People are pretty quick to judge, which is, in most cases, a bad thing. But when it comes to the online world, it’s not all that bad; it’s actually pretty handy. You can get a feel for a good or bad website within two seconds of landing on the home page. People have expectations of what professionalism looks like, and if it’s obvious that your site is lagging in one department or another, then there’ll jump to the conclusion that you might not be happy with. So what does a professional website look like? It’s clean and clear, to begin with, and simple, which means it’s easy to navigate. Amateur bloggers can become professional bloggers by approaching their website as the reader rather than the writer. They can search for internet near me to upgrade to a quicker connection which will highlight potential problems (such as images that are too large) and make changes to improve their blog. 

Looking Forward

It takes time to get a website into tip-top shape, but alas, once it’s done, a blog that wants to be at the forefront of the blogging world can’t just sit back and admire their work. They’re forever tweaking and improving, and all-around moving forward with the times. If you want to make your blog more professional, make a habit of seeing the design updates of the biggest websites: they’re usually responsible for sweeping in the big changes that other websites eventually follow. You can tell pretty quickly when a website hasn’t been updated in years. Furthermore, professional bloggers always have their "why" in the front of mind. They're always thinking of the reason the blog exists in the first place, to engage the traffic and provide meaningful and authoritative content. A top tip in the pro blogging space is to make use of a SEO content plan, which highlights key blog briefs, backed by SEO research to write meaningful and effective content.

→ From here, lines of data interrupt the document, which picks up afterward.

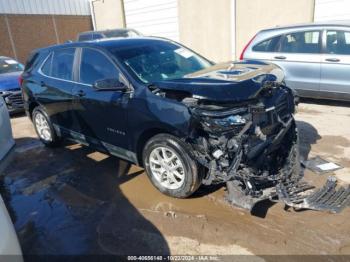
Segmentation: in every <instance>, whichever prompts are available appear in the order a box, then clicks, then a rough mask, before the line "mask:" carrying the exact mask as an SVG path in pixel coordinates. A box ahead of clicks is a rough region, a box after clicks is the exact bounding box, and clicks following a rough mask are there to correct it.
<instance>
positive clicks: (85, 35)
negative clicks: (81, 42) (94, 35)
mask: <svg viewBox="0 0 350 262" xmlns="http://www.w3.org/2000/svg"><path fill="white" fill-rule="evenodd" d="M91 39H92V34H84V35H80V36H79V39H78V40H79V41H89V40H91Z"/></svg>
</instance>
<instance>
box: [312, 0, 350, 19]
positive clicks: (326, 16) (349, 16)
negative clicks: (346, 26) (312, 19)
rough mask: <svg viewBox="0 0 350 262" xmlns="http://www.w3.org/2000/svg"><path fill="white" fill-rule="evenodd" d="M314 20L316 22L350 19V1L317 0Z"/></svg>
mask: <svg viewBox="0 0 350 262" xmlns="http://www.w3.org/2000/svg"><path fill="white" fill-rule="evenodd" d="M314 20H315V22H318V21H332V20H333V21H334V20H349V21H350V1H349V0H316V1H315V16H314Z"/></svg>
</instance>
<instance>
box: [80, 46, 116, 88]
mask: <svg viewBox="0 0 350 262" xmlns="http://www.w3.org/2000/svg"><path fill="white" fill-rule="evenodd" d="M101 79H119V72H118V70H117V68H116V67H115V66H114V64H113V63H112V62H111V61H110V60H109V59H108V58H107V57H106V55H104V54H103V53H101V52H100V51H97V50H94V49H91V48H84V49H83V53H82V56H81V65H80V82H81V83H84V84H89V85H92V84H94V83H95V82H96V81H97V80H101Z"/></svg>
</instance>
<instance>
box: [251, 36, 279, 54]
mask: <svg viewBox="0 0 350 262" xmlns="http://www.w3.org/2000/svg"><path fill="white" fill-rule="evenodd" d="M280 39H281V36H276V37H273V38H270V39H267V40H265V41H262V42H260V43H258V44H256V45H255V46H254V47H253V51H256V52H275V51H276V50H277V48H278V43H279V41H280Z"/></svg>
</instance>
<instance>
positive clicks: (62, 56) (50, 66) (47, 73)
mask: <svg viewBox="0 0 350 262" xmlns="http://www.w3.org/2000/svg"><path fill="white" fill-rule="evenodd" d="M74 54H75V48H65V49H60V50H55V51H54V52H52V53H51V54H50V55H49V57H48V58H47V59H46V61H45V63H44V65H43V66H42V68H41V71H42V72H43V73H44V74H45V75H47V76H51V77H54V78H59V79H64V80H73V62H74Z"/></svg>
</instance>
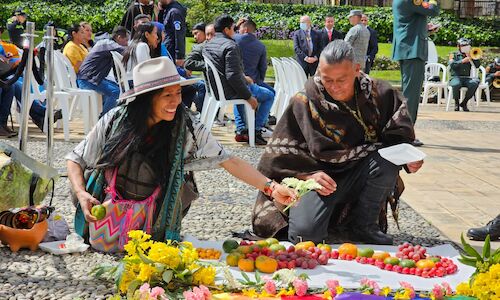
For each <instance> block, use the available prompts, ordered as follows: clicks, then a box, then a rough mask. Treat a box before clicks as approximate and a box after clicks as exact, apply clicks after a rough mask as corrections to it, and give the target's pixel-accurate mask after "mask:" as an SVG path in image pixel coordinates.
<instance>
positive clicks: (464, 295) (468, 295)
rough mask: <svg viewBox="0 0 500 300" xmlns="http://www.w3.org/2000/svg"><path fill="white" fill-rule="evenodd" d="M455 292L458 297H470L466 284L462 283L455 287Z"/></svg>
mask: <svg viewBox="0 0 500 300" xmlns="http://www.w3.org/2000/svg"><path fill="white" fill-rule="evenodd" d="M456 290H457V294H458V295H464V296H471V295H472V290H471V289H470V285H469V283H467V282H462V283H460V284H459V285H457V288H456Z"/></svg>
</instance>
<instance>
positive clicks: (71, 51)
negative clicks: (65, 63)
mask: <svg viewBox="0 0 500 300" xmlns="http://www.w3.org/2000/svg"><path fill="white" fill-rule="evenodd" d="M84 35H85V32H84V28H83V26H81V25H79V24H74V25H73V26H71V27H70V28H68V38H67V40H66V45H64V46H63V54H64V55H65V56H66V57H67V58H68V59H69V61H70V62H71V65H72V66H73V69H75V73H78V70H79V69H80V66H81V64H82V62H83V60H84V59H85V57H87V55H88V54H89V51H88V50H87V48H86V47H85V46H84V45H82V43H83V41H84Z"/></svg>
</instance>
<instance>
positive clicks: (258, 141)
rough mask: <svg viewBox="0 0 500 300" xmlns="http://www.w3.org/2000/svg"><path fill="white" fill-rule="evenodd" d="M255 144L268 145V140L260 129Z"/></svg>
mask: <svg viewBox="0 0 500 300" xmlns="http://www.w3.org/2000/svg"><path fill="white" fill-rule="evenodd" d="M255 145H259V146H265V145H267V141H266V140H265V139H264V138H263V137H262V133H261V132H260V131H256V132H255Z"/></svg>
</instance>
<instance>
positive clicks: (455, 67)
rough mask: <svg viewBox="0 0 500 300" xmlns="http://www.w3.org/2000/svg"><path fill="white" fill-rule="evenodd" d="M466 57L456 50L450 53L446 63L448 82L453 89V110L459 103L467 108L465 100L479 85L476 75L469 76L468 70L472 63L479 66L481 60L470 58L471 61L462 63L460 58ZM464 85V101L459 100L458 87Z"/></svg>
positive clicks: (458, 51)
mask: <svg viewBox="0 0 500 300" xmlns="http://www.w3.org/2000/svg"><path fill="white" fill-rule="evenodd" d="M465 57H467V56H466V55H465V54H464V53H462V52H460V51H457V52H454V53H453V54H451V55H450V60H449V61H448V65H449V66H450V81H449V84H450V86H451V88H452V90H453V99H455V110H458V109H459V105H460V106H462V107H463V108H464V110H467V109H466V107H467V101H469V99H470V98H472V96H474V95H475V93H476V90H477V87H478V86H479V79H478V78H477V77H475V78H471V77H470V70H471V68H472V64H474V66H475V67H476V68H479V66H480V65H481V61H480V60H479V59H472V62H467V63H462V59H464V58H465ZM462 87H466V88H467V93H466V94H465V98H464V101H463V102H462V103H459V101H460V88H462Z"/></svg>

Contact Information and Communication

A blog lives in the digital world, but if it’s being run as a business, then it also needs to have a real-life existence too. Take a look at the world’s most influential blogs, and you’ll see that they go far beyond the bare minimum expected of a website when it comes to their ‘contact us’ page (which is usually just an email). Professional outfits also list a contact phone number, and a virtual physical address. How many people use these services is beside the point: by having them available, they’re showing themselves to be trustworthy, not to mention ambitious. They also treat their communications with their readers as a priority. Email an amateur blog, and you’ll be lucky to get a reply within a couple of weeks; they’re not checking. The professional blogs reply promptly, and include a professional signature, among other things.


Checking the Content

If mistakes and typos are going to find their way into print books, then they’re going to exist on the internet. You can find errors on every website if you look hard enough. But if those mistakes are widespread or glaringly obvious, then there’s an issue. A professional blog puts their text under the microscope by using external websites to check for errors (Microsoft Word and Google Docs only go so far).

Pushing the Game Forward

The biggest difference between amateur and professional blogs, however, is in mindset. An amateur blog keeps up with the trends. A professional blog establishes them. We’re in a golden age, when the internet is still in flux (though less so than in the past). The rules on blogging aren’t yet set. They can be written by whoever writes them best.

Final Thoughts

It’s easier to run on autopilot when you’re a blogger. But like most everything else in life, if you’re taking the easy route, you can’t expect to get anywhere interesting. It takes time to build something of value, and if you don’t have the right attitude to begin with, then there’s only so far you can get. Your blog is your business; treat it seriously.